Jaew00Lee/Qwen3-4B-PRInTS
Jaew00Lee/Qwen3-4B-PRInTS is a 4 billion parameter Qwen3-based generative process reward model developed by Jaewoo Lee, Archiki Prasad, Justin Chih-Yao Chen, Zaid Khan, Elias Stengel-Eskin, and Mohit Bansal. It is specifically fine-tuned for long-horizon information-seeking tasks, excelling at evaluating agent trajectory steps and recursively summarizing context. The model's primary strength lies in providing fine-grained guidance for information-seeking agents by scoring candidate next steps and maintaining a compact information-seeking trajectory summary within its 40960 token context window.
Loading preview...
Overview of PRInTS Qwen3-4B
PRInTS (Process Reward via Information gain scoring and Trajectory Summarization) Qwen3-4B is a 4 billion parameter generative process reward model developed by Jaewoo Lee et al. It is fine-tuned from the Qwen3-4B base model with a substantial 40960 token context length, designed to address the challenges of context accumulation in long-horizon information-seeking tasks.
Key Capabilities
- Generative Process Reward Model (PRM): Jointly trained with two core abilities for fine-grained guidance.

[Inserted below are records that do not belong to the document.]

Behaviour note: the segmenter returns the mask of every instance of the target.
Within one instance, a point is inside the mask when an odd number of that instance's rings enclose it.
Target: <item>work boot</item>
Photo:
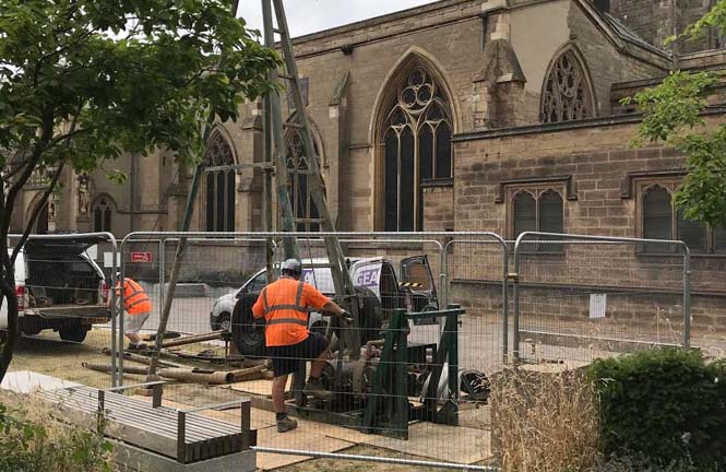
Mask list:
[[[277,433],[287,433],[288,430],[295,429],[296,427],[297,422],[287,416],[282,420],[277,420]]]
[[[325,390],[323,382],[321,382],[319,378],[316,379],[312,377],[308,379],[308,382],[305,385],[305,390],[302,391],[306,394],[311,394],[314,398],[321,400],[326,400],[333,396],[331,392]]]

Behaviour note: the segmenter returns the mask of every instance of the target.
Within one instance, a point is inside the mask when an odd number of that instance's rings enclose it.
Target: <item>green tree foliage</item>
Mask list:
[[[588,377],[600,406],[606,457],[665,467],[726,467],[726,363],[699,351],[654,350],[595,362]]]
[[[683,36],[697,38],[713,31],[726,34],[726,0],[718,0]],[[687,155],[688,174],[675,204],[687,219],[711,226],[726,226],[726,123],[706,128],[703,111],[713,86],[725,79],[717,71],[676,71],[659,86],[623,101],[635,103],[645,115],[636,145],[664,141]]]
[[[38,169],[112,168],[122,152],[201,158],[212,121],[271,90],[277,55],[230,0],[0,0],[0,259],[10,337],[17,300],[7,235],[21,189]],[[37,217],[37,215],[35,215]],[[34,224],[27,223],[26,233]],[[20,247],[20,245],[17,245]]]

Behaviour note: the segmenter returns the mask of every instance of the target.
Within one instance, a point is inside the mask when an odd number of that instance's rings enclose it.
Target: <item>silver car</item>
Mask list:
[[[229,331],[231,328],[231,314],[235,310],[235,304],[240,293],[258,293],[267,285],[267,272],[262,269],[249,279],[245,284],[235,292],[223,295],[212,305],[210,312],[210,327],[212,331],[225,330]]]

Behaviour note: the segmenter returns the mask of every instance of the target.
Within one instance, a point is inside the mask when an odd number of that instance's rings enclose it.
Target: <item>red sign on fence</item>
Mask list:
[[[151,261],[152,261],[151,252],[131,252],[131,262],[151,263]]]

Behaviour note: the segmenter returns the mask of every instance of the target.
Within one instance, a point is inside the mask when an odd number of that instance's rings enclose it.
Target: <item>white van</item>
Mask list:
[[[395,308],[406,308],[409,311],[438,308],[436,286],[426,256],[402,260],[400,271],[394,269],[389,259],[381,257],[346,261],[353,284],[360,295],[361,342],[377,339],[383,323]],[[305,259],[301,262],[301,279],[335,298],[328,259]],[[264,329],[254,324],[251,309],[266,284],[266,270],[261,269],[237,292],[217,298],[210,314],[212,329],[231,330],[235,345],[243,355],[264,355]],[[324,331],[328,317],[311,312],[309,322],[312,331]]]
[[[86,239],[33,238],[15,259],[15,293],[21,333],[52,329],[63,341],[83,342],[94,323],[108,322],[104,272],[86,253]],[[12,253],[12,249],[9,249]],[[8,306],[0,306],[0,334],[7,335]]]

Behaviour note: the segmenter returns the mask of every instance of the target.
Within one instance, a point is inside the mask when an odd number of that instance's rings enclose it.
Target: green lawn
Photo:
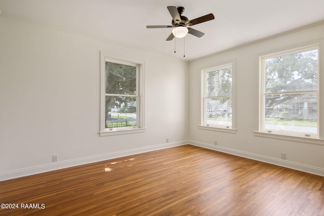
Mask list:
[[[289,120],[278,118],[266,118],[265,123],[271,125],[294,125],[307,127],[317,127],[317,122],[311,121]]]

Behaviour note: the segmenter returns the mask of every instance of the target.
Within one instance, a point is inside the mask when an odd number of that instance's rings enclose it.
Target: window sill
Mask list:
[[[281,139],[283,140],[292,141],[294,142],[304,142],[306,143],[315,144],[317,145],[324,145],[324,139],[314,137],[306,137],[295,136],[285,134],[279,134],[272,133],[254,131],[254,135],[262,137],[267,137],[273,139]]]
[[[207,130],[209,131],[219,131],[221,132],[230,133],[232,134],[236,133],[236,130],[232,128],[217,128],[216,127],[205,126],[203,125],[198,125],[198,128],[201,130]]]
[[[100,136],[113,136],[122,134],[129,134],[136,133],[143,133],[145,132],[146,128],[134,128],[131,129],[120,130],[111,130],[100,131],[99,132]]]

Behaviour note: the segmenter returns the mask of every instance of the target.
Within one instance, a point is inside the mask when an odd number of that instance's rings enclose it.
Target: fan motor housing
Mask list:
[[[184,16],[180,16],[180,18],[181,18],[181,22],[180,23],[178,24],[175,22],[173,20],[171,21],[172,23],[172,25],[174,27],[178,27],[178,26],[184,26],[185,27],[188,25],[190,24],[190,22],[189,22],[189,19]]]

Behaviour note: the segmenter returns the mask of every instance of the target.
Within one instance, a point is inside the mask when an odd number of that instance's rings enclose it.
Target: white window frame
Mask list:
[[[256,103],[255,105],[255,109],[257,110],[257,112],[255,112],[256,115],[255,116],[254,121],[254,133],[255,136],[271,138],[285,140],[289,140],[295,142],[304,142],[307,143],[312,143],[315,144],[324,144],[324,127],[322,126],[324,123],[324,118],[323,116],[323,112],[321,111],[319,107],[322,107],[324,105],[324,100],[320,100],[320,98],[322,97],[322,94],[321,94],[321,89],[323,88],[322,84],[324,81],[324,76],[321,76],[321,72],[322,71],[322,67],[324,63],[324,60],[321,58],[321,47],[324,45],[324,40],[321,41],[315,41],[308,43],[301,43],[299,45],[295,45],[286,48],[282,48],[280,49],[277,49],[277,50],[272,50],[271,51],[266,51],[261,53],[258,53],[256,56],[256,62],[258,62],[258,66],[256,67],[256,77],[255,83],[257,83],[258,87],[256,88],[256,89],[258,89],[257,93],[256,93],[256,96],[258,98],[256,101]],[[262,88],[264,86],[264,77],[263,72],[262,71],[262,61],[261,58],[264,57],[273,57],[279,56],[289,55],[290,53],[297,53],[299,52],[302,52],[306,51],[307,50],[311,50],[312,48],[317,48],[318,49],[318,87],[317,87],[317,112],[318,118],[317,118],[317,136],[308,136],[308,135],[305,136],[305,134],[302,133],[294,134],[292,133],[291,134],[287,133],[277,133],[275,132],[270,131],[265,131],[262,130],[262,119],[263,115],[263,108],[262,107],[263,99],[262,97],[261,92],[262,92]],[[256,92],[257,92],[256,91]],[[257,96],[256,96],[257,95]],[[321,127],[320,126],[322,126]]]
[[[198,128],[200,129],[211,130],[214,131],[223,132],[226,133],[236,133],[236,79],[235,79],[235,60],[231,60],[218,64],[215,64],[212,66],[209,67],[201,70],[201,82],[200,82],[200,93],[201,93],[201,101],[200,101],[200,124],[198,126]],[[232,124],[231,126],[228,126],[223,125],[209,125],[207,124],[205,120],[206,114],[205,113],[205,100],[208,97],[207,97],[206,86],[207,84],[207,76],[208,72],[215,70],[220,70],[228,68],[231,66],[232,67],[232,94],[231,95],[227,95],[226,97],[230,96],[232,98]],[[221,96],[216,97],[222,97]]]
[[[106,62],[136,66],[137,67],[137,93],[138,97],[137,104],[136,126],[123,127],[106,128],[105,97],[112,96],[106,94],[105,83]],[[135,58],[100,51],[100,125],[99,134],[100,136],[127,134],[145,132],[146,129],[144,117],[144,80],[145,62]],[[112,95],[114,96],[114,95]],[[118,96],[118,95],[114,95]],[[120,96],[120,95],[119,95]]]

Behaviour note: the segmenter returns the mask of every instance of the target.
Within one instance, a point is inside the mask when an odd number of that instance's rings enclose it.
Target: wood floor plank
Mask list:
[[[186,145],[0,182],[0,202],[45,206],[1,215],[324,215],[324,177]]]

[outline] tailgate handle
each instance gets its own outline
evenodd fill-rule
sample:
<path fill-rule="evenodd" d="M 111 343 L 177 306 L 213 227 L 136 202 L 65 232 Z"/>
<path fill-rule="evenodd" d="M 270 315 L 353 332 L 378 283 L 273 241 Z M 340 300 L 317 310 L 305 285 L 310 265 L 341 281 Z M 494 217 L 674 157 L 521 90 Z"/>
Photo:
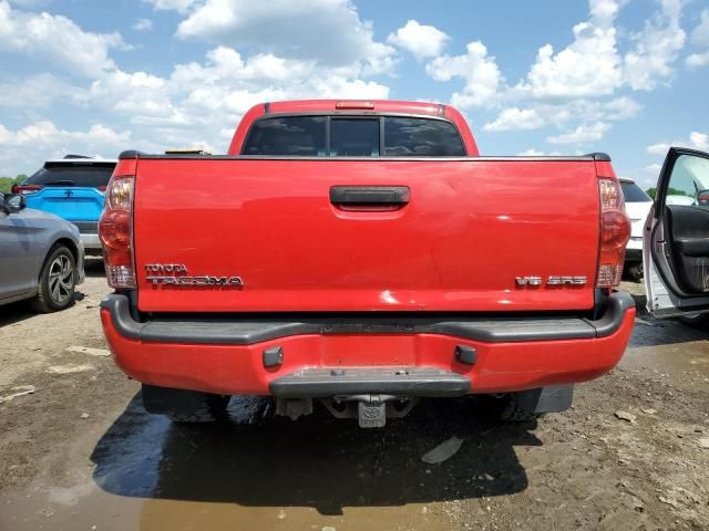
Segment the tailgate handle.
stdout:
<path fill-rule="evenodd" d="M 408 186 L 332 186 L 332 205 L 387 205 L 403 206 L 409 202 L 411 190 Z"/>

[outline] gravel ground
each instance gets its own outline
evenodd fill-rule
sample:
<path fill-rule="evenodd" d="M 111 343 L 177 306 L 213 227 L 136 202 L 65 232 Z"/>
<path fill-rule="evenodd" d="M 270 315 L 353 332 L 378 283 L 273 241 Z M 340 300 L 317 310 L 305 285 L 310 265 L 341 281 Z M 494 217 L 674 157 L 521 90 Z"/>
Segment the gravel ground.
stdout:
<path fill-rule="evenodd" d="M 706 331 L 640 312 L 620 365 L 531 424 L 428 400 L 360 430 L 240 398 L 189 428 L 145 414 L 104 355 L 101 274 L 63 313 L 0 308 L 0 396 L 34 389 L 0 403 L 1 531 L 709 529 Z M 421 461 L 453 436 L 453 457 Z"/>

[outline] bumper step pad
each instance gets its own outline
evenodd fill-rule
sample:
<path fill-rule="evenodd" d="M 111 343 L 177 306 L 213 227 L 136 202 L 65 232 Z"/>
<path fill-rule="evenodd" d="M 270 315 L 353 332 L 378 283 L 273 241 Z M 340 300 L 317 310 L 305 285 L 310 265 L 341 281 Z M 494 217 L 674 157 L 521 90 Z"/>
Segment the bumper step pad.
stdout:
<path fill-rule="evenodd" d="M 428 367 L 309 368 L 271 381 L 278 398 L 322 398 L 338 395 L 462 396 L 470 379 L 461 374 Z"/>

- Scoring Mechanism: Evaluates multiple candidate next trajectory steps for an agent, providing dense scores based on reasoning across various step quality dimensions (e.g., interpretation of tool outputs, tool call informativeness).
- Trajectory Summarization: Recursively updates a compact information-seeking trajectory summary. This feature helps keep input length bounded while preserving critical information for subsequent score evaluations.
Use Cases
- Agent Guidance: Provides fine-grained, step-level guidance for information-seeking agents at test time.
- Information-Seeking Tasks: Optimized for scenarios requiring long-horizon information retrieval and processing.
- Trajectory Evaluation: Estimates step-level information-gain scores across multiple agent rollouts, enhancing decision-making for complex tasks.
This model is licensed under MIT and its development is detailed in the paper PRInTS: Reward Modeling for Long-Horizon Information Seeking.